In a new course to be offered this fall, WCU students will write programs for mobile phone applications and test them on Motorola Droid phones, 15 of which were donated by Google.
“Carrying around one of these mobile phones is basically carrying a computer with you,” said Andrew R. Dalton, the assistant professor of computer science who is developing the class. “Helping students learn to program for these types of devices, which have different limitations and constraints than laptop or desktop computers, will be beneficial to them as computer scientists.”
To enroll, students must have completed two prerequisite courses at WCU in which they learn Java, a computer programming language used by the mobile devices.
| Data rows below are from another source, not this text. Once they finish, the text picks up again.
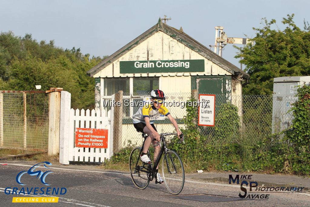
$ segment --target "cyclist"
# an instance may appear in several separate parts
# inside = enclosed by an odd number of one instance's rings
[[[137,131],[147,134],[148,135],[144,142],[143,151],[140,157],[141,161],[145,163],[151,162],[147,153],[151,143],[153,143],[155,147],[154,161],[157,158],[160,150],[159,146],[157,144],[157,142],[160,141],[160,136],[154,124],[154,121],[157,118],[162,114],[166,116],[169,119],[175,128],[179,138],[180,135],[182,134],[179,129],[175,119],[170,114],[167,108],[162,104],[165,98],[165,94],[162,91],[159,89],[153,90],[151,92],[150,103],[147,103],[144,106],[140,107],[132,116],[134,126]],[[155,138],[156,141],[153,141],[154,138]],[[160,174],[158,172],[158,166],[154,173],[157,182],[160,183],[163,182],[164,181],[160,177]]]

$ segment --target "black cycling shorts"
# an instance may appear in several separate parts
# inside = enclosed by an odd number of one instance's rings
[[[151,126],[152,126],[153,128],[155,129],[155,131],[156,132],[157,131],[157,130],[156,129],[156,128],[155,127],[155,126],[154,126],[153,124],[151,124]],[[144,128],[144,127],[146,126],[146,124],[142,122],[134,123],[134,126],[135,127],[135,128],[136,128],[136,129],[138,132],[144,133],[144,132],[143,132],[143,129]]]

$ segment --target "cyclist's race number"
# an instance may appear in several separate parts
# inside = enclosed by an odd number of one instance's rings
[[[105,129],[76,128],[75,147],[108,148],[108,135]]]

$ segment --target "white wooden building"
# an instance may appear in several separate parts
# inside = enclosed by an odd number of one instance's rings
[[[232,101],[241,113],[240,100],[236,97],[241,98],[242,81],[249,75],[180,29],[160,19],[87,71],[95,79],[96,109],[103,109],[104,101],[118,91],[123,91],[124,99],[132,100],[159,88],[166,94],[196,89],[199,93],[234,97]],[[124,111],[124,116],[129,119],[136,109]]]

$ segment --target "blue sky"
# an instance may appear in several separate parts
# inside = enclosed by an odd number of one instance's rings
[[[47,1],[0,0],[0,31],[32,34],[39,41],[55,40],[64,49],[81,48],[91,56],[109,55],[148,29],[164,15],[167,24],[208,46],[214,43],[214,27],[228,37],[255,36],[261,18],[277,20],[294,13],[298,26],[310,22],[310,1],[259,0]],[[237,52],[228,44],[223,57],[240,67]]]

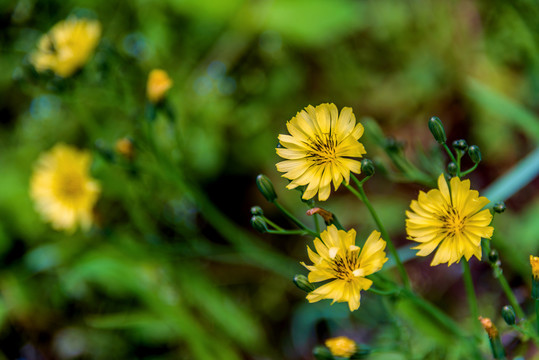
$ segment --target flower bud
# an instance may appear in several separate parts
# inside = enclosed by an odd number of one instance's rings
[[[128,160],[132,160],[135,154],[135,146],[133,140],[128,137],[124,137],[116,141],[114,145],[116,152]]]
[[[253,206],[251,208],[251,215],[262,216],[262,215],[264,215],[264,211],[262,210],[262,208],[260,206]]]
[[[439,144],[446,142],[447,136],[445,135],[444,125],[438,117],[433,116],[429,119],[429,130]]]
[[[266,224],[266,221],[261,216],[253,216],[251,218],[251,226],[258,231],[259,233],[266,233],[268,232],[268,225]]]
[[[457,164],[455,164],[454,162],[450,162],[449,164],[447,164],[447,173],[451,176],[456,176],[457,175]]]
[[[273,184],[266,175],[260,174],[256,177],[256,186],[258,187],[258,190],[260,190],[260,193],[262,193],[262,195],[264,195],[266,200],[269,202],[274,202],[277,199],[277,194],[275,194]]]
[[[334,360],[331,351],[325,346],[317,346],[313,349],[313,355],[316,360]]]
[[[361,160],[361,172],[365,176],[372,176],[374,175],[374,163],[369,159],[363,159]]]
[[[314,289],[316,289],[316,287],[309,282],[309,279],[307,279],[307,276],[305,276],[305,275],[299,275],[298,274],[298,275],[294,276],[293,281],[294,281],[294,284],[296,284],[296,286],[300,290],[303,290],[305,292],[311,292]]]
[[[172,80],[166,71],[154,69],[148,75],[146,97],[151,103],[157,104],[165,98],[166,93],[171,87]]]
[[[466,140],[460,139],[453,141],[453,149],[462,151],[463,153],[468,150],[468,143],[466,143]]]
[[[494,210],[494,212],[498,214],[501,214],[505,211],[505,203],[503,201],[497,202],[496,204],[494,204],[492,210]]]
[[[505,305],[502,308],[502,317],[507,325],[515,325],[515,310],[511,305]]]
[[[468,149],[468,156],[470,157],[470,159],[472,159],[474,164],[477,164],[478,162],[480,162],[481,151],[479,150],[479,146],[477,145],[470,146],[470,148]]]

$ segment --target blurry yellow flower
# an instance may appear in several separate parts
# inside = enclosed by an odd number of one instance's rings
[[[164,70],[154,69],[148,75],[146,95],[150,102],[156,104],[163,100],[167,91],[172,87],[172,80]]]
[[[450,191],[442,174],[438,187],[426,194],[421,191],[410,204],[412,211],[406,211],[408,239],[420,243],[414,248],[419,249],[417,255],[427,256],[439,245],[431,266],[449,266],[462,256],[469,260],[475,255],[481,260],[481,238],[490,239],[494,231],[488,226],[490,211],[480,211],[489,200],[470,190],[470,180],[452,178]]]
[[[334,279],[307,295],[309,302],[333,299],[333,302],[348,302],[350,311],[359,308],[360,291],[371,287],[372,281],[365,276],[380,270],[387,261],[384,249],[386,242],[380,233],[373,231],[360,253],[356,246],[356,231],[337,230],[330,225],[314,240],[315,253],[307,246],[313,265],[305,265],[309,281],[319,282]]]
[[[65,144],[42,154],[30,181],[30,194],[43,218],[56,230],[88,229],[100,186],[89,174],[91,156]]]
[[[335,190],[343,179],[350,181],[350,172],[360,173],[360,158],[366,153],[358,139],[363,125],[356,124],[351,108],[339,111],[335,104],[307,106],[286,123],[290,135],[279,135],[283,148],[277,154],[285,159],[277,163],[283,177],[292,180],[288,189],[307,185],[303,199],[311,199],[318,192],[318,200],[327,200],[331,182]]]
[[[326,340],[326,346],[333,356],[350,357],[357,350],[357,345],[354,340],[346,336],[339,336]]]
[[[52,70],[58,76],[69,77],[88,61],[100,37],[98,21],[70,17],[41,37],[30,62],[37,71]]]
[[[530,255],[530,265],[534,279],[539,280],[539,256]]]

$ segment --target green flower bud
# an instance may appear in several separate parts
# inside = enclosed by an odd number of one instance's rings
[[[433,116],[429,119],[429,130],[439,144],[444,144],[447,141],[444,125],[438,117]]]
[[[334,360],[331,351],[325,346],[317,346],[313,349],[313,355],[316,360]]]
[[[468,150],[468,143],[464,139],[455,140],[453,141],[453,149],[465,153]]]
[[[269,202],[274,202],[277,199],[277,194],[275,194],[273,184],[266,175],[260,174],[256,177],[256,186],[258,187],[258,190],[260,190],[260,193],[264,195],[266,200]]]
[[[294,284],[296,284],[296,286],[305,291],[305,292],[311,292],[313,291],[314,289],[316,289],[316,287],[311,284],[309,282],[309,280],[307,279],[307,276],[305,275],[296,275],[294,276]]]
[[[494,204],[492,210],[494,210],[494,212],[498,214],[501,214],[505,211],[505,203],[503,201],[497,202],[496,204]]]
[[[358,345],[357,351],[350,356],[350,360],[366,359],[371,354],[371,348],[367,345]]]
[[[488,253],[488,261],[490,261],[491,263],[496,263],[496,261],[498,261],[498,259],[499,259],[498,250],[492,249]]]
[[[515,310],[511,305],[505,305],[502,308],[502,317],[507,325],[515,325]]]
[[[251,226],[260,233],[268,232],[268,225],[266,221],[261,216],[253,216],[251,218]]]
[[[479,146],[477,145],[470,146],[470,148],[468,149],[468,156],[470,157],[470,159],[472,159],[474,164],[477,164],[478,162],[480,162],[481,151],[479,150]]]
[[[449,164],[447,164],[447,173],[451,176],[456,176],[457,175],[457,164],[455,164],[454,162],[450,162]]]
[[[262,208],[260,206],[253,206],[251,208],[251,215],[262,216],[262,215],[264,215],[264,211],[262,210]]]
[[[372,176],[374,175],[374,163],[369,159],[363,159],[361,160],[361,172],[365,176]]]

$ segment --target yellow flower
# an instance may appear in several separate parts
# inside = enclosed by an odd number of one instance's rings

Class assignments will begin with creating simple applications, such as a to-do list, and will increase in complexity.
“One of our goals is to develop a WCU-specific app, perhaps an app to use when touring the campus,” said Mark Holliday, professor of computer science who applied for an $8,000 grant from the National Science Foundation that is helping support the initiative.
For Chris Blades, a senior computer science major from Lenoir, developing mobile applications is interesting in part because of the different hardware that the devices use, such as touch screens, and in part because of the variety of their networking devices—cell phone networks, Wi-Fi and Bluetooth.
“They make an ideal platform for developing network-oriented programs,” Blades said.
He is working with Dalton this summer to design and prepare the course, and he predicts it will be popular.
“Every computer science major I know who is able to take the class is taking it,” said Blades.